It's a man's world alright in the Globe Theatre's 1960s inspired take on Shakespeare's proto rom-com, set largely inside designer Katie Sykes' rainbow-bordered box resembling an after-hours open mic dive bar. Here Valentine and Proteus are a couple of small town boys in stuffy old Verona, wanting to make the scene in the far groovier Milan. With his guitar on his back, Guy Hughes' Valentine hits the road, while Dharmesh Patel's Proteus remains hopelessly devoted to Leah Brotherhood's Julia. With Valentine forced into a dance-off over Aruhan Galieva's society girl Sylvia, Proteus follows his main man to the big city, while Julia dons Bob Dylan cap and suede jacket to inveigle her androgynous way into the gang.

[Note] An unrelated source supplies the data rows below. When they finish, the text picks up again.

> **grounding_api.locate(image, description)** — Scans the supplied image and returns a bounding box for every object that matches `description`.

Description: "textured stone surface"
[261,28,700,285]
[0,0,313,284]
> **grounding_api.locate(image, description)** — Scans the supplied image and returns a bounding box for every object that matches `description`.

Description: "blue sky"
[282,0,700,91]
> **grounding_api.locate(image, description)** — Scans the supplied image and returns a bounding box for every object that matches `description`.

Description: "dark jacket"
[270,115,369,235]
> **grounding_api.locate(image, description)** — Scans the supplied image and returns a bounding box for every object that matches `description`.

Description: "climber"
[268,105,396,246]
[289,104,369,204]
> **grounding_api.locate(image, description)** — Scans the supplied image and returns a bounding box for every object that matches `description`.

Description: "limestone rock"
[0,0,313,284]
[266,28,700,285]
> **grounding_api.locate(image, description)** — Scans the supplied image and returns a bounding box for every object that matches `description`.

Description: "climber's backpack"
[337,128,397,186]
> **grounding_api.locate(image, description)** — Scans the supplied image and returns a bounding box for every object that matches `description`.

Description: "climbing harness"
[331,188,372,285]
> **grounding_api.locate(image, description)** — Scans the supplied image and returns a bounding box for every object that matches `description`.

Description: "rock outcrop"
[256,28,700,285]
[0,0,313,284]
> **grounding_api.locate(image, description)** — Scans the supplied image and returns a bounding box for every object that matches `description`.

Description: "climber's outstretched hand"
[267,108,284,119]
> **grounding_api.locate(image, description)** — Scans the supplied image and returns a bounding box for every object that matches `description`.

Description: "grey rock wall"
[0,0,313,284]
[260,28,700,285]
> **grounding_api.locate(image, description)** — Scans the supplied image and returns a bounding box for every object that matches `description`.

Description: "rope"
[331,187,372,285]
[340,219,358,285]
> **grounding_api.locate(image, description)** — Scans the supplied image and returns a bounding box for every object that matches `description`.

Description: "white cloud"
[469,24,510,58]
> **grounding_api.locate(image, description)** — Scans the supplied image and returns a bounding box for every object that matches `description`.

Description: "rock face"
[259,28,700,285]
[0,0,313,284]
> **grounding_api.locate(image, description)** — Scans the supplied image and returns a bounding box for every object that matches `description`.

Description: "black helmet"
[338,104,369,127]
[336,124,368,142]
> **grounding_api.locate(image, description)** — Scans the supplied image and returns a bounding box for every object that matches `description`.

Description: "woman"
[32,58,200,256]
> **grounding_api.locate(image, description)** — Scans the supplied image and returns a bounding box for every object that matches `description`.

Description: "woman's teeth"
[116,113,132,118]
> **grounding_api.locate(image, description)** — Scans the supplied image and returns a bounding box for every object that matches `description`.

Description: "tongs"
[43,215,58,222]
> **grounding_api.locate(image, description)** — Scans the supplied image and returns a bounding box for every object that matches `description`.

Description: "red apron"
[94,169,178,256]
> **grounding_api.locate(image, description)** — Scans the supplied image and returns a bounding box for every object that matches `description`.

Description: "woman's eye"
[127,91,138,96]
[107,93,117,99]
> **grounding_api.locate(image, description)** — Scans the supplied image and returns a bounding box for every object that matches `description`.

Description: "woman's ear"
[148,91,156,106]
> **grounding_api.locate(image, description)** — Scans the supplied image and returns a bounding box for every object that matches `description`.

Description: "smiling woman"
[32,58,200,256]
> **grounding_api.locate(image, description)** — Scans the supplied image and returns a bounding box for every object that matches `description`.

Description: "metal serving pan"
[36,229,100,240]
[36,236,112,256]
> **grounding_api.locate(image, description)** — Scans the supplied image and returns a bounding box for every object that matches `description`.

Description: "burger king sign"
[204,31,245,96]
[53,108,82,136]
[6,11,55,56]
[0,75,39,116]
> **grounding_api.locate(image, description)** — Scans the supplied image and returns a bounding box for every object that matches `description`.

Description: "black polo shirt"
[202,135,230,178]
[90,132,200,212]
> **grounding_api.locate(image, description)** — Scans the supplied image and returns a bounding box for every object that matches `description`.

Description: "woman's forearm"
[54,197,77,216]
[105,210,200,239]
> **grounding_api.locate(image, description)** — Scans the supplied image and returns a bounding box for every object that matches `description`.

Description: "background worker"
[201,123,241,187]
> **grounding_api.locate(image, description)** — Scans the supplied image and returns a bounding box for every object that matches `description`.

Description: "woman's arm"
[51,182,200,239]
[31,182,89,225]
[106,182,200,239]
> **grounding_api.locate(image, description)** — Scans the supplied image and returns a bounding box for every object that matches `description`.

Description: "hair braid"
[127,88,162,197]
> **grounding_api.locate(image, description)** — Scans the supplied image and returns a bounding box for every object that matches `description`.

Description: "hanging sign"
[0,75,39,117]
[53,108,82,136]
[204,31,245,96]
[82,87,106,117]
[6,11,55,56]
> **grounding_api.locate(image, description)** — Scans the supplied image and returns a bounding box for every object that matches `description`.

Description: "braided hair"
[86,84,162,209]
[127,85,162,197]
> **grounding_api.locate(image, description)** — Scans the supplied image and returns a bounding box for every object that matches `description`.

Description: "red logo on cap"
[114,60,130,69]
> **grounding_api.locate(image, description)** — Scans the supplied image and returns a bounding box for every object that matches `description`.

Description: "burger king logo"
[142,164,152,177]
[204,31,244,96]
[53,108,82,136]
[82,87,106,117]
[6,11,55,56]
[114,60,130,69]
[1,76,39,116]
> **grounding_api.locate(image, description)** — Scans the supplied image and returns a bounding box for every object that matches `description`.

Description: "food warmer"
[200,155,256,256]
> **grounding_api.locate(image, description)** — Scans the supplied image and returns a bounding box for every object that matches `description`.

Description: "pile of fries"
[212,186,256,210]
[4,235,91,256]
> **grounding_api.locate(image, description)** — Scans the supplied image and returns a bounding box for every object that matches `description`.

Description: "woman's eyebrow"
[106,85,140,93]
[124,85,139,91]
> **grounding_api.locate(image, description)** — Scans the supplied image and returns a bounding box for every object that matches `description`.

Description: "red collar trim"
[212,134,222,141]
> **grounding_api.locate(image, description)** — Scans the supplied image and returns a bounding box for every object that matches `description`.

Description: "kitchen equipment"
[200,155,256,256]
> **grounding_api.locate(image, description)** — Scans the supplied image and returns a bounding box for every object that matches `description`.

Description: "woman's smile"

Nick Bagnall's production sees love letters sent as seven-inch singles before the would-be couples flirt with promiscuity and cross-dressing in a youthful rites of passage that traces an entire decade's worth of pop culture by way of James Fortune's live score. The second half is hairier, hippier and more hard rockin', with the servants remaining infinitely cooler than their masters. Adam Keast's parka-clad Speed even supplies the dog, Crab, played with laidback abandon by Freddie Thomas, with a bag of blue pills.

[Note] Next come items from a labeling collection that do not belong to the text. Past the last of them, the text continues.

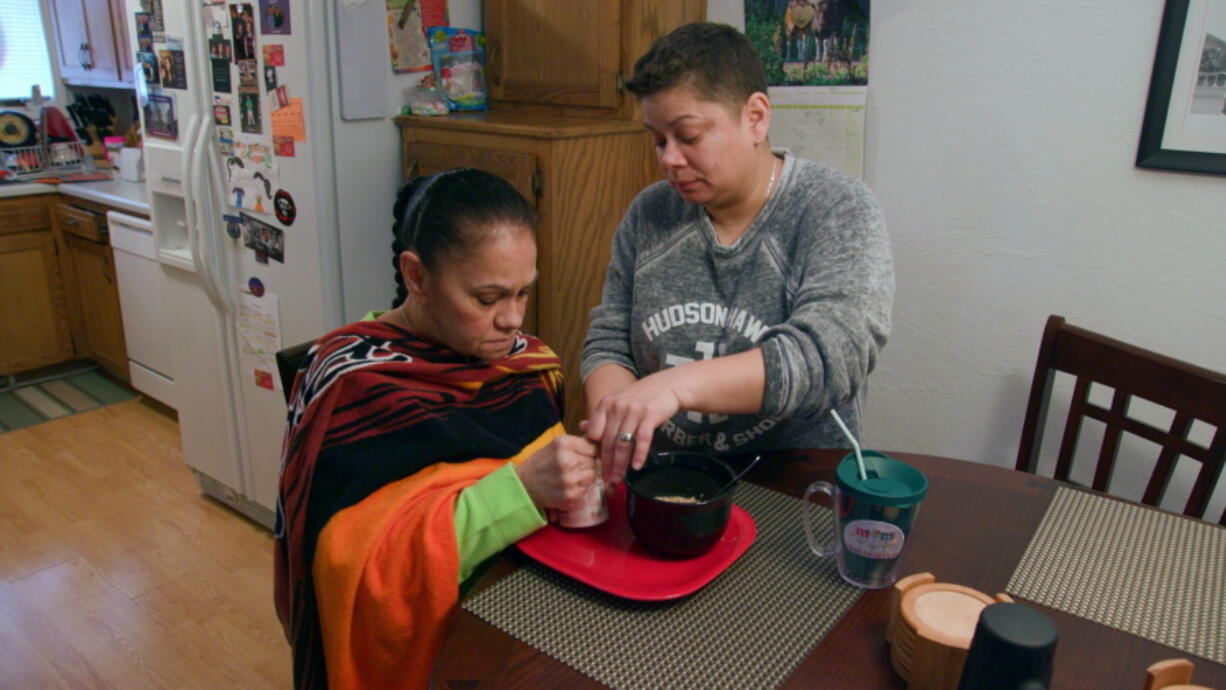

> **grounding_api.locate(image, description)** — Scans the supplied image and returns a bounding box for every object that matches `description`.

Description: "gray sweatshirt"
[582,156,894,453]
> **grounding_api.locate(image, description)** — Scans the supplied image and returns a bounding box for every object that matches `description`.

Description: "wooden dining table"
[433,450,1226,690]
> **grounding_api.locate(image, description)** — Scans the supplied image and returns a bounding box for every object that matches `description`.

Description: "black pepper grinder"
[958,603,1057,690]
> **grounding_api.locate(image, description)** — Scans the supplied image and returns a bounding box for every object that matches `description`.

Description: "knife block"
[85,125,112,170]
[885,572,1013,690]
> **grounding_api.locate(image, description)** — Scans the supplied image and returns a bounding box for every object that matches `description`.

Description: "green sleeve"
[455,462,546,582]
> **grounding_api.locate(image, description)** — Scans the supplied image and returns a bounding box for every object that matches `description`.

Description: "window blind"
[0,0,55,100]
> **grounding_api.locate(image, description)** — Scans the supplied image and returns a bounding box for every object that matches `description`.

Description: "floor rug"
[0,371,136,434]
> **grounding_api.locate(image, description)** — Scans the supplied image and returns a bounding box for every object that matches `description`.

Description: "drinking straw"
[830,409,868,482]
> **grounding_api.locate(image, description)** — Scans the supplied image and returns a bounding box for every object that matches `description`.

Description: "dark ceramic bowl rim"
[625,451,737,507]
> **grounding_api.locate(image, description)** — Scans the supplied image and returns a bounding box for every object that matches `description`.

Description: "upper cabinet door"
[485,0,622,108]
[49,0,132,86]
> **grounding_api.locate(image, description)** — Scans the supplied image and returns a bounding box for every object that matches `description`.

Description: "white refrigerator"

The most problematic part of the play, in which Proteus attempts to rape Sylvia, only for Valentine to 'give' her to his bro', could here be put down to the era's ingrained misogyny and hypocrisy regarding free love. With Sylvia and Julia left cowering and cowed as their suitors have their own all-boys-together happy ever after, the women who drove the play, it seems, are locked out of the love-in, left to freak out on their own.